Relation to Prior Work: As mentioned earlier, there should be more discussion on various convergence measures used in the VI literature. In particular, in a recent paper [1] the result of (Iusem et al. 2017) is extended to optimistic gradient descent under the exact assumption that a weak solution exists. Its results is very similar to the one presented in this paper and mainly differs in two points: (i) the projections are different (agile versus lazy type of projection), (ii) the convergence measures are different (primal gap versus natural residual). Besides this, from line 96 to 99 the authors claim that (Golowich et al. 2020) proves some result about optimistic method in non-monotone setting, which is not true (since that paper concerns extragradient for monotone VIs). I also fail to see how optimistic dual extrapolation presented here is related to the regularized dual averaging method proposed in (Xiao 2010) since no composite term appears in the algorithm, which makes the use of L1 regularization impossible (Remark 2). [1] Liu, M., Mroueh, Y., Ross, J., Zhang, W., Cui, X., Das, P., & Yang, T. (2019, September). Towards Better Understanding of Adaptive Gradient Algorithms in Generative Adversarial Nets. In International Conference on Learning Representations.

Reproducibility: Yes

Additional Feedback:


Review 4

Summary and Contributions: This paper studies a single-call extragradient method for solving a class of non-monotone variational inequalities. The algorithm is a hybrid version of dual averaging and the extragradient method. Both stochastic and deterministic VIs under weak monotonicity assumptions are studied. Emphasis is put on convergence of the last iterate, and optimal complexity results are obtained.

Strengths: The paper provides an innovative hybrid single-call extragradient method. Convergence of the last iterate is proven and as well as non-asymptotic optimal iteration complexity. This is an interesting result but somewhat expected. What I personally find most intriguing is the design of the algorithm. Including the gradient of the Bregman divergence into the dual update step as a regularizer is a nice innovation, and resembles classical Tikhonov regularization ideas. This could lead to interesting new algorithmic developments.

Weaknesses: The main paper needs a serious revision in terms of writing.

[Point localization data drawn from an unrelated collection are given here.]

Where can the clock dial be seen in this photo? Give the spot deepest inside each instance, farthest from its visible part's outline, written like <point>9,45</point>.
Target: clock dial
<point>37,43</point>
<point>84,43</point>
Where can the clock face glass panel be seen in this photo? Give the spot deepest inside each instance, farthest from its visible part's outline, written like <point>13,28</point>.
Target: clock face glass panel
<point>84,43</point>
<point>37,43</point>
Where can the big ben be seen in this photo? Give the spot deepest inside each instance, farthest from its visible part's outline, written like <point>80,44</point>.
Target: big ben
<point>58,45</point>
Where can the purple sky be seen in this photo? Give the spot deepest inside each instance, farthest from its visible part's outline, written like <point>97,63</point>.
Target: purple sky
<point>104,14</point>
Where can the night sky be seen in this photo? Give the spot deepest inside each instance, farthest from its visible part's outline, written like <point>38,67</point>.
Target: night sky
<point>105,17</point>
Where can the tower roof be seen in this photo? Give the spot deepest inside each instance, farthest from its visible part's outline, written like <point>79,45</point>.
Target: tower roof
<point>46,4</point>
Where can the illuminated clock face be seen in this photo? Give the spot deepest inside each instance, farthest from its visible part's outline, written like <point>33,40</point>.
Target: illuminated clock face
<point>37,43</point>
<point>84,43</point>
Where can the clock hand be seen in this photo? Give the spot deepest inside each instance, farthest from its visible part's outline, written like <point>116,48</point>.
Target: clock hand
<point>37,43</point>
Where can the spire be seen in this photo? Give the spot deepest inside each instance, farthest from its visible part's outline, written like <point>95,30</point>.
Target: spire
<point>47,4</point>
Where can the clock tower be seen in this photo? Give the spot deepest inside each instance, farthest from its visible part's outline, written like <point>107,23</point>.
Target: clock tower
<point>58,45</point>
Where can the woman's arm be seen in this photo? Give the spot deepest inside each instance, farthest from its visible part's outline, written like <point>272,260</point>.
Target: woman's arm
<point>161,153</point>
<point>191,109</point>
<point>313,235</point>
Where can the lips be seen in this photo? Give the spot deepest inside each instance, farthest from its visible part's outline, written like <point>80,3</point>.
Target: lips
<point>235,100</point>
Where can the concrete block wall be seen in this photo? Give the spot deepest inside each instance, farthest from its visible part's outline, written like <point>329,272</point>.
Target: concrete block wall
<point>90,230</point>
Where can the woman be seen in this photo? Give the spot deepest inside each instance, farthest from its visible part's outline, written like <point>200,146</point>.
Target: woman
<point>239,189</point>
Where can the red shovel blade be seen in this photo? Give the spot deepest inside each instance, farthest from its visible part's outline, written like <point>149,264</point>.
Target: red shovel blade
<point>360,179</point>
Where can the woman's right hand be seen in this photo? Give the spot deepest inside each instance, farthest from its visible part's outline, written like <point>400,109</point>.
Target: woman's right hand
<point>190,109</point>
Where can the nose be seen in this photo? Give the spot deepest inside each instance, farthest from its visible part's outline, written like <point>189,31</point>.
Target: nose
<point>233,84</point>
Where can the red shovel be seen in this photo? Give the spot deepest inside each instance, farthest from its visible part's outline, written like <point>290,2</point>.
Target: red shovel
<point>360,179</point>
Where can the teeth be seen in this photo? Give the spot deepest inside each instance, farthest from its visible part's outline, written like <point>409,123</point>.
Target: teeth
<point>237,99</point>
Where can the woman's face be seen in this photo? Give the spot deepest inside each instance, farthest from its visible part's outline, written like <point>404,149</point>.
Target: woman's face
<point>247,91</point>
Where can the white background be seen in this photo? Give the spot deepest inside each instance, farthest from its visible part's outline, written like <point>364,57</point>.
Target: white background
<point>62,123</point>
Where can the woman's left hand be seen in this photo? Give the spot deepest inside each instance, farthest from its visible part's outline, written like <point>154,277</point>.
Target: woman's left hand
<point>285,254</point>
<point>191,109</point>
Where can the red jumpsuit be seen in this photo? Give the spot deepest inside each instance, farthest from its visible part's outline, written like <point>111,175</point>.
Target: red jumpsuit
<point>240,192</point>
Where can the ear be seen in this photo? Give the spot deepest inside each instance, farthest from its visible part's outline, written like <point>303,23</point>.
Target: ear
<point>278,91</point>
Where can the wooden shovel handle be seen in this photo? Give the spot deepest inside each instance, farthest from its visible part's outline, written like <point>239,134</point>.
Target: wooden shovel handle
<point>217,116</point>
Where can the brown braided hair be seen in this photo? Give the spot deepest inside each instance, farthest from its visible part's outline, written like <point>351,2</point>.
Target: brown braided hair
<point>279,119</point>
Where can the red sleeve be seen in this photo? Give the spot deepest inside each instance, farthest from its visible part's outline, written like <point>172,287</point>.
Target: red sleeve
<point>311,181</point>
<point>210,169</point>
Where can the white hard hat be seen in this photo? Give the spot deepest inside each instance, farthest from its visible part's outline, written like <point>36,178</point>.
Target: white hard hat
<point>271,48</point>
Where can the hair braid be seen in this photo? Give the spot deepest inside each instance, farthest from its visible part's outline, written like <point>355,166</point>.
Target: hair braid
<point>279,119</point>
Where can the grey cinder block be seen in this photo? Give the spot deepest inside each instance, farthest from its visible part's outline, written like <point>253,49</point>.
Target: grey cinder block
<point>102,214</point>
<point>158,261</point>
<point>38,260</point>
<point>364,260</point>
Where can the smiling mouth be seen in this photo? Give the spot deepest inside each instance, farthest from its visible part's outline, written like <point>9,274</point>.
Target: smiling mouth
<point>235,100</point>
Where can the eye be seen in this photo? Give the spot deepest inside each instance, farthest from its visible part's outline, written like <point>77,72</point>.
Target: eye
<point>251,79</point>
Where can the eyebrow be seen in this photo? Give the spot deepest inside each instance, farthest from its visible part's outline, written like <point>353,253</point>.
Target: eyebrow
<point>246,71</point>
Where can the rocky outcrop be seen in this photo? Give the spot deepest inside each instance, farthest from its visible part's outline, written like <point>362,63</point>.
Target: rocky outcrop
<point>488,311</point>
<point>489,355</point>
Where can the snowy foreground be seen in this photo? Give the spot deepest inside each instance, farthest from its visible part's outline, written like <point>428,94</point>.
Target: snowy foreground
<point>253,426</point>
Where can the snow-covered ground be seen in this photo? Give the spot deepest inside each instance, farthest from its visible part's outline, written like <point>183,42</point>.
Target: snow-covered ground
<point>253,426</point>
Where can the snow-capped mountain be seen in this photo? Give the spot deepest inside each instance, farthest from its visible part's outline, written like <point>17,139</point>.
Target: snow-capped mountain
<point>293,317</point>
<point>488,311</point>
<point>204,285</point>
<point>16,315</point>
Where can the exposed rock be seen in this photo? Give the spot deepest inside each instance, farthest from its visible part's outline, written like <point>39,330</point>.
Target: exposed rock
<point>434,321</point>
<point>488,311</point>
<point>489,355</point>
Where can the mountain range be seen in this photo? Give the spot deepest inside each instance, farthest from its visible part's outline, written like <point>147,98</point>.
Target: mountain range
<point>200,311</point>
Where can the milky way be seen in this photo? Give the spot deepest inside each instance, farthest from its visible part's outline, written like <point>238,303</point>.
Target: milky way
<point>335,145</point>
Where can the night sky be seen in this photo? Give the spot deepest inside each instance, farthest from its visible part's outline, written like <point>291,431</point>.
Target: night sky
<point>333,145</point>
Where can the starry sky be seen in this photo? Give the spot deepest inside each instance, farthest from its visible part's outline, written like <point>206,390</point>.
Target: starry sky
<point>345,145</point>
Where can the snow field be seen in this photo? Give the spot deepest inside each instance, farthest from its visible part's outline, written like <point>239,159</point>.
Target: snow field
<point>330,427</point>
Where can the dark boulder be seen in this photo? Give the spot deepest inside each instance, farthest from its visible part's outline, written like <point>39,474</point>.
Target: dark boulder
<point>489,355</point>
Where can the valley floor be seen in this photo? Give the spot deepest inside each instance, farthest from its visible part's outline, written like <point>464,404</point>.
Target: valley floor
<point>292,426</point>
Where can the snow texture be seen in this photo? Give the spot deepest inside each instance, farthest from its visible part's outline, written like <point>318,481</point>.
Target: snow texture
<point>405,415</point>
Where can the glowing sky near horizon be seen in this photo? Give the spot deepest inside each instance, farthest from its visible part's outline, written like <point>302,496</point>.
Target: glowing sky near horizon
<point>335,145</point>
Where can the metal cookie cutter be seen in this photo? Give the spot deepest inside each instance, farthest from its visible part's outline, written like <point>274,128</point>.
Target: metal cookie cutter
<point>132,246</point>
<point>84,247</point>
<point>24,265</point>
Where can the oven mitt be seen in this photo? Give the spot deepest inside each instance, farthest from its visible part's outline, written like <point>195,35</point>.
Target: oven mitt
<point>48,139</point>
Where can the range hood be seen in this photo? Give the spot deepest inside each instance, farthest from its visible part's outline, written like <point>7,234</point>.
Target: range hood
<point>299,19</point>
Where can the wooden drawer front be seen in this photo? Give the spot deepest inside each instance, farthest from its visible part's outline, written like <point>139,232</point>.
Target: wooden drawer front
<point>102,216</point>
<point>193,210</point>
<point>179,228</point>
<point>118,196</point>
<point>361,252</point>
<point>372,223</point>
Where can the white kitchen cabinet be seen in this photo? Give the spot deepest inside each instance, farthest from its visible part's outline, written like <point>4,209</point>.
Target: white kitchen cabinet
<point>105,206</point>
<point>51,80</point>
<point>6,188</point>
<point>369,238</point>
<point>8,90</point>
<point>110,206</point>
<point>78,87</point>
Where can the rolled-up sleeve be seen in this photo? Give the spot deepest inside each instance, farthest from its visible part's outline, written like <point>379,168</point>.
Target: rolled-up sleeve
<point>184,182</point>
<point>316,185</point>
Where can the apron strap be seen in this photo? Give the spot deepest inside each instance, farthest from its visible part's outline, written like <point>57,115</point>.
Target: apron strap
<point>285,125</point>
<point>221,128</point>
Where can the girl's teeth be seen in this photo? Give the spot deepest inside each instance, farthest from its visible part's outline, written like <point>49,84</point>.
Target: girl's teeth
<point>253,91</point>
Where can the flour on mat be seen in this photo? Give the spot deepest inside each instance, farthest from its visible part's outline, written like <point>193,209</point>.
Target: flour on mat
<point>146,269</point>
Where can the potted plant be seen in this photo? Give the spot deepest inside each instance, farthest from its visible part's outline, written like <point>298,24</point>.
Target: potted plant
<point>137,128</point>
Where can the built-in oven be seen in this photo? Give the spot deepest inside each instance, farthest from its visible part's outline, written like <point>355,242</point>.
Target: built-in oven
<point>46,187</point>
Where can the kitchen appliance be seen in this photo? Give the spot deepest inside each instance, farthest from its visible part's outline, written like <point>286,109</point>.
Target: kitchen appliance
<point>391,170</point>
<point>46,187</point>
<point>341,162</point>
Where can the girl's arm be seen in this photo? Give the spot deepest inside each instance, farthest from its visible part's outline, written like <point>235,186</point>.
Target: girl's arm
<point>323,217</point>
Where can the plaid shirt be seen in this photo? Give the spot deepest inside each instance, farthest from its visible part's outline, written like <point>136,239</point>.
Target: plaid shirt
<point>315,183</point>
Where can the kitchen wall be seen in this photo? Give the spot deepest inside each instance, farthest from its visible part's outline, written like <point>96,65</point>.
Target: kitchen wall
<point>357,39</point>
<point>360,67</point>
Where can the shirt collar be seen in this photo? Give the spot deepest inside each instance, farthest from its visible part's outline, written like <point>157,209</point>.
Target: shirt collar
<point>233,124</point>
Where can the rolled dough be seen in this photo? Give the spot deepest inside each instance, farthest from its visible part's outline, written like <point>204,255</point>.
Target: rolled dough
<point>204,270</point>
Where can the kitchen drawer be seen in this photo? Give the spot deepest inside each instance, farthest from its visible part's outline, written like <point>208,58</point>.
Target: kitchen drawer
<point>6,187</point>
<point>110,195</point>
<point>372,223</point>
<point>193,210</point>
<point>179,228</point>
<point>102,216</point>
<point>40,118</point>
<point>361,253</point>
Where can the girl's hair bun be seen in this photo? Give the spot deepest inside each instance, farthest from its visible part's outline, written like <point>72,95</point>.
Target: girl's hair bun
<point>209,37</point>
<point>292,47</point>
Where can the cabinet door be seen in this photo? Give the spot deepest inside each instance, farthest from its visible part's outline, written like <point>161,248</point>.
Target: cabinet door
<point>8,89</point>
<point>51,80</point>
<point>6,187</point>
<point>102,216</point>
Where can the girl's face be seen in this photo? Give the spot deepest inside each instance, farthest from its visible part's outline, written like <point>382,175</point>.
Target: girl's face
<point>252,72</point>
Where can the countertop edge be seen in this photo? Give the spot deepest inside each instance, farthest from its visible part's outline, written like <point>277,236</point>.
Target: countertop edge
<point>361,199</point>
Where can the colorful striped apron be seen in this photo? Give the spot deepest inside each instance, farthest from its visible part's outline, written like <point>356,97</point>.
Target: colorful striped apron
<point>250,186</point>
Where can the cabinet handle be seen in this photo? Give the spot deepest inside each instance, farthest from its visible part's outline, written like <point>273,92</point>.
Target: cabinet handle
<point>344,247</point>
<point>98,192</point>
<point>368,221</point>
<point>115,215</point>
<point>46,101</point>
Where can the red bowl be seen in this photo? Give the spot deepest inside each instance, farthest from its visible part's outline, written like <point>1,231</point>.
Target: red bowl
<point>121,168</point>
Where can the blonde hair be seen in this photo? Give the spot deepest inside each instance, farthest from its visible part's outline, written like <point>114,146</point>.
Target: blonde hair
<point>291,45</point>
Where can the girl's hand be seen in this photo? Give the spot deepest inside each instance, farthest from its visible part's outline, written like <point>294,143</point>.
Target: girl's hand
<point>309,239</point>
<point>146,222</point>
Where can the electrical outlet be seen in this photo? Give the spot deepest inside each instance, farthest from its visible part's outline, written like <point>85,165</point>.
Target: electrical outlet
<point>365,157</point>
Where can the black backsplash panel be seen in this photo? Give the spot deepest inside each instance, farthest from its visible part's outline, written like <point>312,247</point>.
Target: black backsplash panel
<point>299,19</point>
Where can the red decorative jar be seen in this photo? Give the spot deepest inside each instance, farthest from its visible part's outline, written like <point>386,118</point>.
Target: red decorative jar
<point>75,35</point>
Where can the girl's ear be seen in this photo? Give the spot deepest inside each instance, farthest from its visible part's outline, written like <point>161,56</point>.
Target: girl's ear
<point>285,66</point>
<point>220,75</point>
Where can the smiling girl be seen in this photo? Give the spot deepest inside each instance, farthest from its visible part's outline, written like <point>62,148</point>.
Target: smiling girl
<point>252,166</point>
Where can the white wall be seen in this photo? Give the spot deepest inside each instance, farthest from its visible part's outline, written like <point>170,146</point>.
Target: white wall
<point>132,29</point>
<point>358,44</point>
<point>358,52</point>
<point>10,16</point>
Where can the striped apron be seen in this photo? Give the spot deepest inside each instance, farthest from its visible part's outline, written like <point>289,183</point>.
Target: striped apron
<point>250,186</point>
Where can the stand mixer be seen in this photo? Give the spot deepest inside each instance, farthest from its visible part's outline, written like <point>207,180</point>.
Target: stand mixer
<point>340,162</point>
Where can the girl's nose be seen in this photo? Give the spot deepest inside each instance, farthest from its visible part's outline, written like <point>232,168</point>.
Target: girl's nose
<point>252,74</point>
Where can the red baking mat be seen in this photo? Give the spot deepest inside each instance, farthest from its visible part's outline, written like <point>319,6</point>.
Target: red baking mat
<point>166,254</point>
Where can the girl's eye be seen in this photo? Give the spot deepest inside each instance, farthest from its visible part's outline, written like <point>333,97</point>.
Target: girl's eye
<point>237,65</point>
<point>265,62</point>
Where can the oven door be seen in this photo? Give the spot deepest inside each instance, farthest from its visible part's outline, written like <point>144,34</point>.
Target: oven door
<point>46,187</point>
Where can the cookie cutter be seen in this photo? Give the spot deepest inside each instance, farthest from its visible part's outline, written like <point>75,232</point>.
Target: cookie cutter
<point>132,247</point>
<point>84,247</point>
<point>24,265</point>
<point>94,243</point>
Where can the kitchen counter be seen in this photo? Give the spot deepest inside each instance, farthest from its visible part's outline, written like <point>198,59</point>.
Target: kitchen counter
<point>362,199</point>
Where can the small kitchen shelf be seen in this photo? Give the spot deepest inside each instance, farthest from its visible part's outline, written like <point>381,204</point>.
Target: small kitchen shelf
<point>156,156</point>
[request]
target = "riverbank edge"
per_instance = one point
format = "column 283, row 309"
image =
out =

There seems to be a discrepancy between the content in the supplementary materials and the main paper. In particular, the following points should be taken into consideration: ▪ I don’t understand why only strongly convex norms can be used as distance generating kernels. It seems that you insists on kernels which are not steep at the boundary. I don’t know exactly why, so please provide some more details here. ▪ The notation should be improved. Usually we call distance generating kernels by omega or h, so please choose one of them also in the paper. Write the gradient of the Bregman divergence in terms of the function and not in terms of the distance. This is unpleasant to read. ▪ v_{0} in line 7 of Algorithm 1 and Algorithm 2 is not defined ▪ In know that in ML the word „optimistic“ is common. I never understood what this means. Maybe you can add a short explanation. Corollary 2: Missing element symbol.

Correctness: As far as I can say the results seem to be correct.

Clarity: This is the major weakness of the paper and the reason why I have to lower my overall score. The paper needs a very serious revision in order to be acceptable.

Relation to Prior Work: The references mentioned are adequate.

Reproducibility: Yes

Additional Feedback: ====Update after the rebuttal==== I think this paper contains some very interesting parts. However, the submission has sever deficits in terms of the writing, and I am not convinced that the paper will be ready for publication after a short revision. For this reason I lower my final score.